Rural areas account for three in every four people living on less than US$1 a day. However, urbanisation is not synonymous with human progress. Urban slum growth is outpacing urban growth by a wide margin. Almost one-half the world’s population now lives in cities and towns. Out of these, two out of three urban dwellers live in slum or semi-slum conditions with almost no services or basic amenities. In Pakistan, these statistics are even worse than the average figures of underdeveloped countries.

These social and economic indicators are made far worse by the wars and conflicts imposed on societies leading to the collapse of nation states with unprecedented turmoil and bloodied chaos. There are more refugees and displaced people today than perhaps ever in history. Similarly, the causalities from these conflicts particularly the children, women, the elderly and other vulnerable groups in societies are rising with a virulent rapidity.

There has been a rising divide between the rich and the poor countries ever since the advent of capitalist states morphing into imperialist colonisers, explained in Lenin’s epic work, “Imperialism: The highest stage of capitalism.” But in the post colonial period, the imperialist plunder through the mechanism of the world division of labour, crushing domination of the world market, and the vicious circle of loans and debt servicing of the poor countries orchestrated by the imperialist financial institutions such as the IMF and the World Bank has exasperated misery.
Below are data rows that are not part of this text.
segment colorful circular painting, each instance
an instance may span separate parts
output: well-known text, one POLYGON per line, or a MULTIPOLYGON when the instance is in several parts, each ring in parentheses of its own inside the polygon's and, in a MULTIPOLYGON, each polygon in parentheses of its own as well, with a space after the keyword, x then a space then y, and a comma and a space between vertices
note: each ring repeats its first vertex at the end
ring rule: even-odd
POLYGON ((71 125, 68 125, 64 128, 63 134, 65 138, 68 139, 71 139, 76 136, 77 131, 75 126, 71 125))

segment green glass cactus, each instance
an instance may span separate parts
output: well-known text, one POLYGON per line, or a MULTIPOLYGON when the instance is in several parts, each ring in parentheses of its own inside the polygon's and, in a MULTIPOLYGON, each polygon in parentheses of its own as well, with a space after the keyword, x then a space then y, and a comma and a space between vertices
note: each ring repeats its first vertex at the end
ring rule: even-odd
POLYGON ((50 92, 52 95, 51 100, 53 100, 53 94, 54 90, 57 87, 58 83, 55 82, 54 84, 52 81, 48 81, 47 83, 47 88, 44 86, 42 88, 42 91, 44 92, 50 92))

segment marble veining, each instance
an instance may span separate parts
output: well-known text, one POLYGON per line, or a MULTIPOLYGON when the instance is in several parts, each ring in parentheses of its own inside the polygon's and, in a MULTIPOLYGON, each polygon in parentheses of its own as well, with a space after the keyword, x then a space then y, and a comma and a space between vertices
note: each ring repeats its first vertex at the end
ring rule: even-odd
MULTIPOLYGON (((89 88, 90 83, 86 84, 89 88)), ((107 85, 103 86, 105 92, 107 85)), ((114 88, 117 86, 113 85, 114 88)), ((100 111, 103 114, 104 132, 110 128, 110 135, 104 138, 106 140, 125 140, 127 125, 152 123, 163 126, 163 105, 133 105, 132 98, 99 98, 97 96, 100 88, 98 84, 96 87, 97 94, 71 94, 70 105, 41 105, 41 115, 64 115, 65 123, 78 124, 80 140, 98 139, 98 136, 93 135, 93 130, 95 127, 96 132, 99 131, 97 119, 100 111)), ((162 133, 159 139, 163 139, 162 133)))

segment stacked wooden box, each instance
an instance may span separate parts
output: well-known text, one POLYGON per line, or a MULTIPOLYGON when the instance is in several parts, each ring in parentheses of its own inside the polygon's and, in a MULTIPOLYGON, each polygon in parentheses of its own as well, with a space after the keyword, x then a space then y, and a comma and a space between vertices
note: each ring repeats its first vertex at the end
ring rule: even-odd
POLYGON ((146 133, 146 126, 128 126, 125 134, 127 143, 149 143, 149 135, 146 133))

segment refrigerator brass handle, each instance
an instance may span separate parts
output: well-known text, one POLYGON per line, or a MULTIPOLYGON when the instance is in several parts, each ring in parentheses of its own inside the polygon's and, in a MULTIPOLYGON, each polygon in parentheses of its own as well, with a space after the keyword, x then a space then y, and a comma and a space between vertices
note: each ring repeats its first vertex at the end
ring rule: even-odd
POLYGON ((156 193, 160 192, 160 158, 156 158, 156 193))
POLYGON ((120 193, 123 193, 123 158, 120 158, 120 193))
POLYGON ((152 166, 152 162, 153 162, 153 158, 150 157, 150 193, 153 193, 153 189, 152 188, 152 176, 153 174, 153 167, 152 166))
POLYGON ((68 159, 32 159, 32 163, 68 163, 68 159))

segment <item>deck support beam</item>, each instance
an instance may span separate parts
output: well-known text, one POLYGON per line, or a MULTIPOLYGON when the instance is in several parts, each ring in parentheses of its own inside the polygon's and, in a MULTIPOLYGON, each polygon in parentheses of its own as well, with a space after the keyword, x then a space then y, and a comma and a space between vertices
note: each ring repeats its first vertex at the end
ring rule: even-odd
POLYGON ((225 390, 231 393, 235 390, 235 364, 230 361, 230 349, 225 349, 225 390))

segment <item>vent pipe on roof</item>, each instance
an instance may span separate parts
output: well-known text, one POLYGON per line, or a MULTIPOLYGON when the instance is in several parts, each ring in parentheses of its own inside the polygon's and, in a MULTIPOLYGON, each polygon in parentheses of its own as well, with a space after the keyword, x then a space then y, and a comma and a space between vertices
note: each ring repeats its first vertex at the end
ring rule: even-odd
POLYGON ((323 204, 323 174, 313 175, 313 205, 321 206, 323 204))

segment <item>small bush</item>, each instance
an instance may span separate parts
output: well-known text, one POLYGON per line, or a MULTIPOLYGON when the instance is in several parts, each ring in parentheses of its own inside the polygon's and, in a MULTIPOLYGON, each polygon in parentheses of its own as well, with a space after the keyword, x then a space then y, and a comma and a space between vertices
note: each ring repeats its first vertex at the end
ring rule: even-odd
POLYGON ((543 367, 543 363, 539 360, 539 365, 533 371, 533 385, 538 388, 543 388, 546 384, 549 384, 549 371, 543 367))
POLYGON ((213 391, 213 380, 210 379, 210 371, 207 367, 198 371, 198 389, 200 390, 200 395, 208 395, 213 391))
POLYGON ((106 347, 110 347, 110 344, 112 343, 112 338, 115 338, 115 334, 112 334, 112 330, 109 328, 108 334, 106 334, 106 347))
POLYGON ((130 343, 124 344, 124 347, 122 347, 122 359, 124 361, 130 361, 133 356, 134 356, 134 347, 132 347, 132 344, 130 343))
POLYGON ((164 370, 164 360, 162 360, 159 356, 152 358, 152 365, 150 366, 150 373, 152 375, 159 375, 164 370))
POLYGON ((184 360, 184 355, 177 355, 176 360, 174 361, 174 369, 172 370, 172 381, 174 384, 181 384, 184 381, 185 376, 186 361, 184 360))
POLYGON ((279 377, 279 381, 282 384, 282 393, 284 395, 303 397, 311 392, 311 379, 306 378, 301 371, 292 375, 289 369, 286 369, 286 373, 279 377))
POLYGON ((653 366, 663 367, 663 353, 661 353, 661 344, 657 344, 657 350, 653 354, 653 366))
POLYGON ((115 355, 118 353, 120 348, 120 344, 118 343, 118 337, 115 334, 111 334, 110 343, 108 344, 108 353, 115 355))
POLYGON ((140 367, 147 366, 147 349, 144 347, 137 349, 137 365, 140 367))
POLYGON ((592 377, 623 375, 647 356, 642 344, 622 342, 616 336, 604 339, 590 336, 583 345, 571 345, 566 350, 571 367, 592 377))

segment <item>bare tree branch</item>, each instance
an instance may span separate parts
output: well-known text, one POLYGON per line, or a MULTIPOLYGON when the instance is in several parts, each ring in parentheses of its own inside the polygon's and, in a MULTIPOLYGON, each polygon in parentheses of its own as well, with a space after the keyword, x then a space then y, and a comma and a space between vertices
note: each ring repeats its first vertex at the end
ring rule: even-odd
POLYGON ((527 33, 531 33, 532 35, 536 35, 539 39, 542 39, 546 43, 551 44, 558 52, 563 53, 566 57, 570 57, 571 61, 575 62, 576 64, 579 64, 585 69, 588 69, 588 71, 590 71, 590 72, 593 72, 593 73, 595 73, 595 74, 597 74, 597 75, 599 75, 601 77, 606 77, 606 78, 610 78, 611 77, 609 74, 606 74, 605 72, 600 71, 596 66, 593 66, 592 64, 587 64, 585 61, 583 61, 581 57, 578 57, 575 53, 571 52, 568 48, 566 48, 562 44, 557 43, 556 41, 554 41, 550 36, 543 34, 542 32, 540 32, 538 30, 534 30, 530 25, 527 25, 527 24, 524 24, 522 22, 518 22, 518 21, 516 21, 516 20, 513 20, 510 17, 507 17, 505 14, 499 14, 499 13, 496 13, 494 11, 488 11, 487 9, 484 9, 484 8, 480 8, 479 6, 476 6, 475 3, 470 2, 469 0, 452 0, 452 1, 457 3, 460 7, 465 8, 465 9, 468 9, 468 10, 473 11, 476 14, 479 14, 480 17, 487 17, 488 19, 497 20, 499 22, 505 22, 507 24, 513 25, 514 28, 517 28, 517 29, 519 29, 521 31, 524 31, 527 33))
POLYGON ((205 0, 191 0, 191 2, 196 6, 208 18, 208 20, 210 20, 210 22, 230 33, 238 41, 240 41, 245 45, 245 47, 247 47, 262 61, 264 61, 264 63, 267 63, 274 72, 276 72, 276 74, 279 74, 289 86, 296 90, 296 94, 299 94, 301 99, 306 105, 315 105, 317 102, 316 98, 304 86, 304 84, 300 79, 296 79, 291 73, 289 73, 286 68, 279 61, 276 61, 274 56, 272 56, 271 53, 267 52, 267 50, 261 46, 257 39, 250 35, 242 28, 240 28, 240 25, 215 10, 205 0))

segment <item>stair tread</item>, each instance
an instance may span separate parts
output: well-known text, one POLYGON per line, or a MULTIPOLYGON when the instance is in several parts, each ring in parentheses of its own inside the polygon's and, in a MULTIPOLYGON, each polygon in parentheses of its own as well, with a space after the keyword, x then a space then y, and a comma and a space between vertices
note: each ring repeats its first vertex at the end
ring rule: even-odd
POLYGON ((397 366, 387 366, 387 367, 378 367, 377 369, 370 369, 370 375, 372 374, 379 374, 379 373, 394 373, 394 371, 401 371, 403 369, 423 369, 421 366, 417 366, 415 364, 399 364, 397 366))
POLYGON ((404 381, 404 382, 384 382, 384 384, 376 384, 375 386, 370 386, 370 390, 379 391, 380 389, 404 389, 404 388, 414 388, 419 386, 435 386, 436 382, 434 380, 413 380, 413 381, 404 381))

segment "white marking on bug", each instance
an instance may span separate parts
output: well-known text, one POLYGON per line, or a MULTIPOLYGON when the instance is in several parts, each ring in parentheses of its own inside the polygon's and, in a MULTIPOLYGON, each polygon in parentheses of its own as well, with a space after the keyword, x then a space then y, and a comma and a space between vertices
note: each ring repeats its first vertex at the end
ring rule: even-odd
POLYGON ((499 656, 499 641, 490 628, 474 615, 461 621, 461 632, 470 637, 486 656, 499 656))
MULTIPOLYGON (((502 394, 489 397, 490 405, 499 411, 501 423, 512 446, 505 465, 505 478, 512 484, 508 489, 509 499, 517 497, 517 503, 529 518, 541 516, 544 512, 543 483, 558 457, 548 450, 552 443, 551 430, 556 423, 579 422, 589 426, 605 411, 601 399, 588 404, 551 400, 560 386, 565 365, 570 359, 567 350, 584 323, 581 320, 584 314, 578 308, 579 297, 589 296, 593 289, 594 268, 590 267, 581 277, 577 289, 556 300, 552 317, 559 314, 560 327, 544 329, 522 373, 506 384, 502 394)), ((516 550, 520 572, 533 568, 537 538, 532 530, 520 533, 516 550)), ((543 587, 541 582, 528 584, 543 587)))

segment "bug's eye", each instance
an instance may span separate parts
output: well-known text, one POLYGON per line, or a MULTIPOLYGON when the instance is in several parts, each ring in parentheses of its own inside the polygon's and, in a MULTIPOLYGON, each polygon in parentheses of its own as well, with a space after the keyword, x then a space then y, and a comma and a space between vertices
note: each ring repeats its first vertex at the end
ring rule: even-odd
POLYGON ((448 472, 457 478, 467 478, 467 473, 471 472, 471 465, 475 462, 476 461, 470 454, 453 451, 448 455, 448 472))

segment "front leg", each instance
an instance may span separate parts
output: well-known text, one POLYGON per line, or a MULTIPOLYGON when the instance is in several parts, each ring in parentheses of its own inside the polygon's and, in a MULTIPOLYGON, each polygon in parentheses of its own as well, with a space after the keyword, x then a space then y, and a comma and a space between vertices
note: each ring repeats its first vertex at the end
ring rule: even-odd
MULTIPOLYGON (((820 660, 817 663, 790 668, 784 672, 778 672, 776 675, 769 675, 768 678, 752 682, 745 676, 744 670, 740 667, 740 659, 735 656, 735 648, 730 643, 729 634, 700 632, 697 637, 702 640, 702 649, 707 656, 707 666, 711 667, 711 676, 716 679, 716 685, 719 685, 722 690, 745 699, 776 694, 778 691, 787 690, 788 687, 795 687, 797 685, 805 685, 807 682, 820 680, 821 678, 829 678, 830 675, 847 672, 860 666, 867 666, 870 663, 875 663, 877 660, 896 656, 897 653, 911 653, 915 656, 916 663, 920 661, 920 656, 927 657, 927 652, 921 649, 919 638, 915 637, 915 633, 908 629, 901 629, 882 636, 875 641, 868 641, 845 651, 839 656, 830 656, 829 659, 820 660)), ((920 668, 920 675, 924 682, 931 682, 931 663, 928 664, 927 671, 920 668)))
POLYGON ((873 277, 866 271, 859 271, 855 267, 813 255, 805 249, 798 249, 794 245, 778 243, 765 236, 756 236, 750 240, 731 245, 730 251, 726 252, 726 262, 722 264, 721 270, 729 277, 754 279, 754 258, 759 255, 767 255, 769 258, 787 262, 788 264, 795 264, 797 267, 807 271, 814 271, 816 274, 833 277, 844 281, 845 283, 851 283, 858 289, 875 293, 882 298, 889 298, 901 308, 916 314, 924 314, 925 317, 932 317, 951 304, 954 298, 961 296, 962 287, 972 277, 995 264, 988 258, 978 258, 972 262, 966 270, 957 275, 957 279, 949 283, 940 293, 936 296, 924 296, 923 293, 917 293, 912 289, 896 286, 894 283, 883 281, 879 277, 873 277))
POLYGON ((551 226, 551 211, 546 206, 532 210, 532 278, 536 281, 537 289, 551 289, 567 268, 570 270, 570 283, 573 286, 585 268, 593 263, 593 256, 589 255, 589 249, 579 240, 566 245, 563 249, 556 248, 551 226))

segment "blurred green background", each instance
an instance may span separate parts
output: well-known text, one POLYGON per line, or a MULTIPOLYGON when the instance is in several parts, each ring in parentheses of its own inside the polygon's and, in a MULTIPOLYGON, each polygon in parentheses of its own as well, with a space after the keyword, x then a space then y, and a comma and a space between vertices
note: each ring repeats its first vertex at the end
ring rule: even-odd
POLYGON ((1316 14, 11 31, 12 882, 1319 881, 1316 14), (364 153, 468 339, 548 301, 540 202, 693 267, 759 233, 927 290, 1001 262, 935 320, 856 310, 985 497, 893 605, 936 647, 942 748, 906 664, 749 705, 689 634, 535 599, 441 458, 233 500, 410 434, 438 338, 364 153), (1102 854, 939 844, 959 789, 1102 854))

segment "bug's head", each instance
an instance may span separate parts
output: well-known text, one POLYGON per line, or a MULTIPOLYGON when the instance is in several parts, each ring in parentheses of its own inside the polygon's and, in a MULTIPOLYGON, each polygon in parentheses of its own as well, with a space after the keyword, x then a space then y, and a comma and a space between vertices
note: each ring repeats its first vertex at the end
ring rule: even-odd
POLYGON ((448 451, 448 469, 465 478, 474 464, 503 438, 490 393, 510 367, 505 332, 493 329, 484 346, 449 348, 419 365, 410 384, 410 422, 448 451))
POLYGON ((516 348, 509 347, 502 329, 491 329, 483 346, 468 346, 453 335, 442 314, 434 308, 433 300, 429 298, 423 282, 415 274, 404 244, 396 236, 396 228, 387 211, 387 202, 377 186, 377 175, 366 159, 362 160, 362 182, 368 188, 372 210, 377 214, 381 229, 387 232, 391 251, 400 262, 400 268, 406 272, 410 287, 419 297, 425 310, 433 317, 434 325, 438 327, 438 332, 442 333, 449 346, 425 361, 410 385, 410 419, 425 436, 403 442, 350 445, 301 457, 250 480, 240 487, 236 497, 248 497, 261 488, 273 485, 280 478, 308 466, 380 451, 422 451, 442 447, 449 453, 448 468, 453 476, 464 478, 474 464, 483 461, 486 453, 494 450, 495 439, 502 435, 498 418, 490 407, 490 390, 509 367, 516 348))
Disparity within the underdeveloped countries is frighteningly sickening. Some of the rulers and elite are richer than those of the advanced countries. Today there are more billionaires in China than in the USA. Indian billionaires outnumber those in Japan. The most worrying issue is that this gulf between the rich and poor is widening treacherously in both the rich and the not so rich countries. Within the confines of this system, this seems to be unstoppable.

One reason of this retrogressive decline in living conditions of the masses is the fall in the rates of profit in conjunction with increased production capacity made worse by declining purchasing power of the ordinary toiling people due to the deepening crisis of capitalism. A close examination of the leaps in science and technology astonishingly reveals that the current productive capacity of the basic essentials of ordinary souls is much more than what is being produced. The only reason that this production is being held back is because the capitalist classes and the corporate bosses do not allow the production of these goods. The only motive for production in manufacturing, services, agriculture, and other sectors of the economy is to walk away with a sustained increase in their rates of profit. In other words, this lust for profits and the greed for more of these filthily rich classes has now become a hindrance to the development and evolution of human society. That is the basic reason why capitalism has become economically redundant and historically obsolete.

This daunting inequality and misery does not only create social and economic hardships for the oppressed masses but it exacerbates instability and violence. These socioeconomic contradictions are the root cause of the turbulence across continents. The oppressed masses are suffering from conflagrations devastating the social being of human societies, with even elements of barbarism in some regions. This system in reality has become an existentialist threat to human civilisation. It has to be overthrown for survival. By breaking the fetters of private ownership and profits, the technology and modes of production can be liberated from the restraints of producing on their full capacity, which would in turn create an abundance of commodities that could, within a short span of time, fulfil the basic needs of the masses. This is not a utopian dream but facts derived from official statistics of the largest corporations. These exhibit a production capacity that can fulfil basic human needs. The only way forward to achieve this historic goal of putting an end to want and deprivation is to transform the socioeconomic and state systems into one in which the motive of all production and services would not be profit but the completion of human needs i.e. socialism.